Broadcast vs. Non-Broadcast
Shotcut includes a number of video modes that are compatible with broadcast standards and thus the Blackmagic Design SDI/HDMI integration if you have that. These are also simply the most popular choices as well:
How to read these:
- HD = high definition (resolution)
- SD = standard (low) definition
- UHD = ultra-high definition (UHD 2160 is the 4K variant of UHD)
- the first number is the vertical resolution (number of lines or rows)
- the second number is the number of frames-per-second (fps)

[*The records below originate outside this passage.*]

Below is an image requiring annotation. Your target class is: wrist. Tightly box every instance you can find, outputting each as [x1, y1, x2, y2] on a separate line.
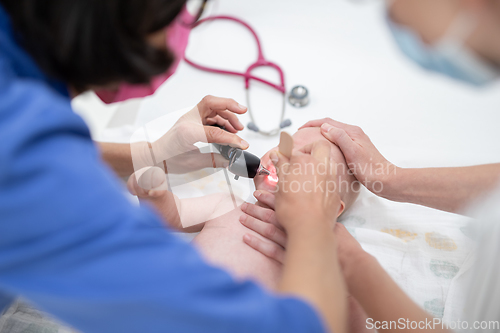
[280, 211, 336, 236]
[151, 127, 178, 164]
[129, 141, 155, 172]
[286, 215, 335, 239]
[378, 165, 405, 201]
[342, 251, 376, 294]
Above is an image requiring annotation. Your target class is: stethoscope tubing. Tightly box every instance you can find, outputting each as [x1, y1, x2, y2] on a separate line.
[184, 15, 290, 136]
[245, 88, 286, 137]
[184, 15, 286, 94]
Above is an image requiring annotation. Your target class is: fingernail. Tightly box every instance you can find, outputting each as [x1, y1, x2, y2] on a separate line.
[321, 123, 333, 132]
[254, 190, 261, 199]
[241, 140, 249, 149]
[243, 234, 252, 242]
[239, 215, 247, 223]
[241, 202, 248, 211]
[238, 103, 247, 111]
[269, 151, 279, 164]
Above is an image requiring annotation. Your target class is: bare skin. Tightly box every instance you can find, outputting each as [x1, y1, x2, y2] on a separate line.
[298, 119, 500, 215]
[116, 0, 500, 330]
[128, 128, 350, 332]
[129, 127, 367, 333]
[98, 96, 249, 178]
[192, 128, 358, 288]
[192, 198, 282, 289]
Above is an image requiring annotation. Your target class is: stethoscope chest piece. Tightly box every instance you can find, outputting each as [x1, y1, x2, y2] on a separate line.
[288, 85, 309, 108]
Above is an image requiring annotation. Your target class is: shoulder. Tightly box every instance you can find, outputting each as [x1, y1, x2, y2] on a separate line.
[0, 62, 90, 148]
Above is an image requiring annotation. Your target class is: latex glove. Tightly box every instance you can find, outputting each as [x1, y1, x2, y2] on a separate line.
[132, 95, 249, 174]
[300, 118, 398, 196]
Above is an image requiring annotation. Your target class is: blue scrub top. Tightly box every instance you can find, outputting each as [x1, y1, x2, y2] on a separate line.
[0, 5, 326, 333]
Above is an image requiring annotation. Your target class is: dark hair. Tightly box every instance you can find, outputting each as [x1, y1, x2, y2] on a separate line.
[0, 0, 187, 91]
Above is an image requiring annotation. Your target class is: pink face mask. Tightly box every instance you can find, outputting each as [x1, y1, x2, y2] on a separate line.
[95, 8, 192, 104]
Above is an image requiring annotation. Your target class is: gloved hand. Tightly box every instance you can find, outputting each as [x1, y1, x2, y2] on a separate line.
[132, 95, 249, 174]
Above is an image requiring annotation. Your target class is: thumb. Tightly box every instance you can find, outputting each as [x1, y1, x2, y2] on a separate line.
[320, 123, 356, 157]
[309, 141, 332, 165]
[136, 166, 169, 192]
[269, 151, 290, 177]
[126, 172, 140, 196]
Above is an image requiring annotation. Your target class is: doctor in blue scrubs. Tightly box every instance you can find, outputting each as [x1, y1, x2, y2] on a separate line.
[0, 0, 348, 332]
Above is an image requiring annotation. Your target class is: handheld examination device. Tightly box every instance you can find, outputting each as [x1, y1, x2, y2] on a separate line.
[210, 123, 270, 180]
[213, 144, 271, 180]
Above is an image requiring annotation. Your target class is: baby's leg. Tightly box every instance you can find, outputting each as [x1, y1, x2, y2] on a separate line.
[193, 207, 282, 290]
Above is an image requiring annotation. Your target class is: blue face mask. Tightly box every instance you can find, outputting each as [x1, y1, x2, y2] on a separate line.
[386, 11, 500, 86]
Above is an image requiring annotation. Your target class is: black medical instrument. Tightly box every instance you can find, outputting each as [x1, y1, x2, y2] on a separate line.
[212, 144, 271, 180]
[210, 124, 270, 180]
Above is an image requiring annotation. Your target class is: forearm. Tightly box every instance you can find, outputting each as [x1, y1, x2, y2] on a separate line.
[347, 253, 450, 333]
[382, 164, 500, 214]
[278, 224, 347, 333]
[97, 142, 135, 177]
[97, 141, 161, 178]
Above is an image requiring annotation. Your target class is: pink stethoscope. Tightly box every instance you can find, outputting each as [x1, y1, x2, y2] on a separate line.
[184, 16, 292, 136]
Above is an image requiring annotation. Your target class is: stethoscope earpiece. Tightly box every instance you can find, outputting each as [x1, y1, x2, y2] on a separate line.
[247, 119, 291, 134]
[280, 119, 292, 129]
[247, 122, 260, 133]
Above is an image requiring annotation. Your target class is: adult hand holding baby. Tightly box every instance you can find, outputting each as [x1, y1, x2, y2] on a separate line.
[271, 140, 342, 231]
[302, 118, 500, 214]
[300, 118, 397, 197]
[241, 139, 344, 259]
[267, 138, 348, 333]
[241, 136, 348, 263]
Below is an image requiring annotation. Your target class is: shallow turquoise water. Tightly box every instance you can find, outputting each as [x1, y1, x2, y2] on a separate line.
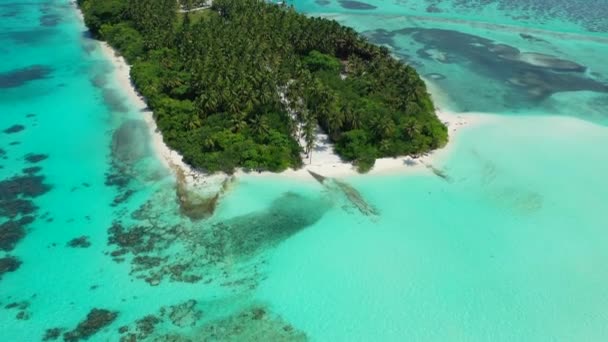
[1, 0, 608, 341]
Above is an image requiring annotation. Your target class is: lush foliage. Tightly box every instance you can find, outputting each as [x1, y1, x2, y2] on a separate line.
[78, 0, 447, 173]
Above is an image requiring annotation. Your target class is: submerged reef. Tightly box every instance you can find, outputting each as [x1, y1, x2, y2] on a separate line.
[42, 328, 64, 341]
[196, 305, 307, 341]
[3, 124, 25, 134]
[66, 236, 91, 248]
[117, 300, 305, 342]
[0, 256, 21, 279]
[339, 0, 377, 10]
[366, 28, 608, 104]
[0, 65, 52, 88]
[4, 300, 30, 321]
[24, 153, 48, 163]
[118, 300, 201, 341]
[107, 189, 328, 286]
[0, 169, 51, 254]
[63, 308, 118, 342]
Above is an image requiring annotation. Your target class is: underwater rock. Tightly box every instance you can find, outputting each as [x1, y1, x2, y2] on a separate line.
[166, 300, 202, 328]
[42, 328, 64, 341]
[0, 172, 50, 250]
[66, 236, 91, 248]
[22, 166, 42, 174]
[16, 310, 30, 320]
[0, 256, 21, 279]
[197, 306, 306, 341]
[391, 27, 608, 102]
[5, 301, 29, 310]
[519, 33, 548, 43]
[0, 221, 26, 252]
[0, 173, 51, 200]
[338, 0, 377, 10]
[0, 198, 37, 218]
[108, 187, 328, 286]
[3, 124, 25, 134]
[426, 4, 442, 13]
[112, 189, 135, 206]
[0, 65, 52, 88]
[63, 309, 118, 342]
[24, 153, 48, 163]
[134, 315, 161, 339]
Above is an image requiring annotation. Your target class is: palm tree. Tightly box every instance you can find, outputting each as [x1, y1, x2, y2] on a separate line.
[203, 136, 216, 151]
[250, 115, 270, 136]
[371, 115, 395, 140]
[404, 119, 421, 140]
[230, 112, 247, 133]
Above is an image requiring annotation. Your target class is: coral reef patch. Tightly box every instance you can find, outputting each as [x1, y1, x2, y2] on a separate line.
[63, 308, 118, 342]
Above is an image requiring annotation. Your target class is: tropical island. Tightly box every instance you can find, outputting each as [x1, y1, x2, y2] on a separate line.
[77, 0, 447, 173]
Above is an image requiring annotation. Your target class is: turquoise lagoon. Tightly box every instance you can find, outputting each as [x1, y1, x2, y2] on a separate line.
[1, 0, 608, 341]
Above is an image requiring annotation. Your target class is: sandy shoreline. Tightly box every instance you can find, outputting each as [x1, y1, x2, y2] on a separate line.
[99, 39, 489, 186]
[99, 43, 229, 195]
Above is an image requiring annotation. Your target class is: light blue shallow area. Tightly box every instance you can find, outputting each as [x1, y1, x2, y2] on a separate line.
[254, 115, 608, 341]
[1, 0, 608, 341]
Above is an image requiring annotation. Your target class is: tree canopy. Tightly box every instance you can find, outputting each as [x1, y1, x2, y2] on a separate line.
[78, 0, 447, 173]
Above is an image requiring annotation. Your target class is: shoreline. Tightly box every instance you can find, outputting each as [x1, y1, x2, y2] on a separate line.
[98, 43, 230, 195]
[98, 36, 489, 186]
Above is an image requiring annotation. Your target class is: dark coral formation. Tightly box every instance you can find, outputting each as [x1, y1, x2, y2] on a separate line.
[24, 153, 48, 163]
[1, 219, 27, 251]
[42, 328, 64, 341]
[4, 300, 30, 320]
[1, 171, 51, 252]
[22, 166, 42, 174]
[367, 27, 608, 105]
[339, 0, 377, 10]
[106, 188, 328, 286]
[118, 300, 200, 341]
[135, 315, 161, 338]
[117, 300, 304, 341]
[16, 310, 30, 320]
[0, 256, 21, 279]
[63, 309, 118, 342]
[67, 236, 91, 248]
[0, 65, 52, 88]
[166, 300, 202, 328]
[3, 124, 25, 134]
[197, 306, 307, 341]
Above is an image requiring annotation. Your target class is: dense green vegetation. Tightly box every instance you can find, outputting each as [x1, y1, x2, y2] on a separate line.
[78, 0, 447, 173]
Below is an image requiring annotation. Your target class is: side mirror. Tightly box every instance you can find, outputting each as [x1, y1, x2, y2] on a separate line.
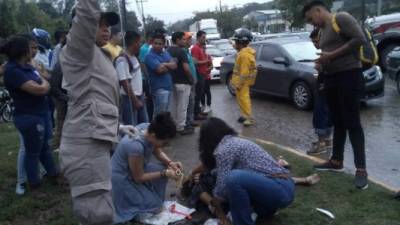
[273, 57, 288, 66]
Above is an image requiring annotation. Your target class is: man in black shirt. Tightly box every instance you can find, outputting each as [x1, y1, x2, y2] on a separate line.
[167, 32, 195, 135]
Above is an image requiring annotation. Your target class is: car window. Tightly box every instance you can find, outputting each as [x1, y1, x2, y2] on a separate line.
[259, 45, 283, 62]
[281, 41, 320, 61]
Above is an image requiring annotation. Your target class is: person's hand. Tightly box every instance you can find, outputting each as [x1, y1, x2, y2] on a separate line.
[314, 61, 322, 73]
[119, 125, 139, 138]
[132, 98, 143, 110]
[165, 169, 182, 180]
[168, 161, 183, 172]
[316, 51, 334, 65]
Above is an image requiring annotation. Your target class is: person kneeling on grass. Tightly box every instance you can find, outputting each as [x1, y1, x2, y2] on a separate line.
[195, 117, 295, 225]
[111, 112, 183, 224]
[181, 158, 319, 223]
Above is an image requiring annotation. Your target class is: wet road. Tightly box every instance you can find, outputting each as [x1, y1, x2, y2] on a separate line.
[210, 78, 400, 189]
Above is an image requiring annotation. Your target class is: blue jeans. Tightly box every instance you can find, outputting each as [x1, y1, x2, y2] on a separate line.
[313, 93, 333, 138]
[225, 170, 295, 225]
[152, 88, 171, 118]
[14, 112, 58, 185]
[121, 95, 149, 125]
[186, 85, 196, 127]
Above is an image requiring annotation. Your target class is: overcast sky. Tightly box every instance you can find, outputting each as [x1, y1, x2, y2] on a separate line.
[125, 0, 272, 24]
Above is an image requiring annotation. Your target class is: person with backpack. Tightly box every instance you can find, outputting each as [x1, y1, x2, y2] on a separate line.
[116, 31, 148, 125]
[303, 1, 369, 189]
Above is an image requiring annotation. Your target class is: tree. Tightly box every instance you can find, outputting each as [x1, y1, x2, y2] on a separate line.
[276, 0, 334, 28]
[0, 0, 20, 38]
[168, 18, 194, 33]
[145, 15, 166, 33]
[100, 0, 119, 12]
[217, 10, 243, 38]
[125, 11, 141, 32]
[243, 17, 259, 32]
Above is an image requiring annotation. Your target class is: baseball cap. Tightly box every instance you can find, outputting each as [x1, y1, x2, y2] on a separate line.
[71, 8, 119, 27]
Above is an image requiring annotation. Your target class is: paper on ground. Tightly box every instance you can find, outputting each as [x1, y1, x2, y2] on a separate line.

pafter the first number means progressive scan
iafter the first number means interlaced
If you go to the Non-Broadcast sub-menu, there are a number of useful alternatives including trendy square and vertical resolutions:
In the bottom Custom sub-menu, you can Add… your own:
If you give your mode a name, it will be saved in the Custom sub-menu. Otherwise, you can defined something for the current project only.
The maximum resolution is 4096 x 4096. Only even numbers are accepted because most video codecs only support even values.
Click the down arrow at the end of Frames/sec to pick from some popular frame rates. Due to some weird legacy video stuff, most often something that is called 30 or 60 fps is actually slightly less. The exact numbers are achieved through fractions 3000/1001 and 60000/1001. In order to express those in Shotcut, it is important to use enough decimal digits. 29.97 or 59.94 is not considered precise enough because there are some devices and tools that use these exact values instead of the fraction values. Then, this imprecision affects Shotcut’s Automatic video mode and export. Some people do not want their source video frame rate uncontrollably altered at export. Thus, Shotcut only really uses 30000/1001 when you use 29.970030 and 60000/1001 when you use 59.940060. These special values are conveniently available in this drop-drown menu.
There are many colorspace standards for video, but at this time Shotcut only supports ITU-R BT.601, which is typical for SD, and ITU-R BT.709 for just about everywhere else except HDR.
Of course, after adding a custom video mode, you can use Settings > Video Mode > Custom > Remove… to remove it:
Simply click the checkbox next to the name or double-click the row until you see the check appear and click OK.
Automatic means the resolution and frame rate will be based on the first file you add to your project. If the first file is not a video clip (for example, image or audio), then the video mode will be 1920x1080p 25 fps This is not necessarily the first clip currently in the Playlist or Timeline. Again, it is the first file you open and then add to the playlist or timeline. Therefore, it almost always recommended to wisely choose a video clip first when you use Automatic. If you are making an image slide show, you may find the default 1080p25 adequate. If not, then set your video mode! If you are only doing audio editing, then it does not matter much except higher frame rate gives you greater precision in edits.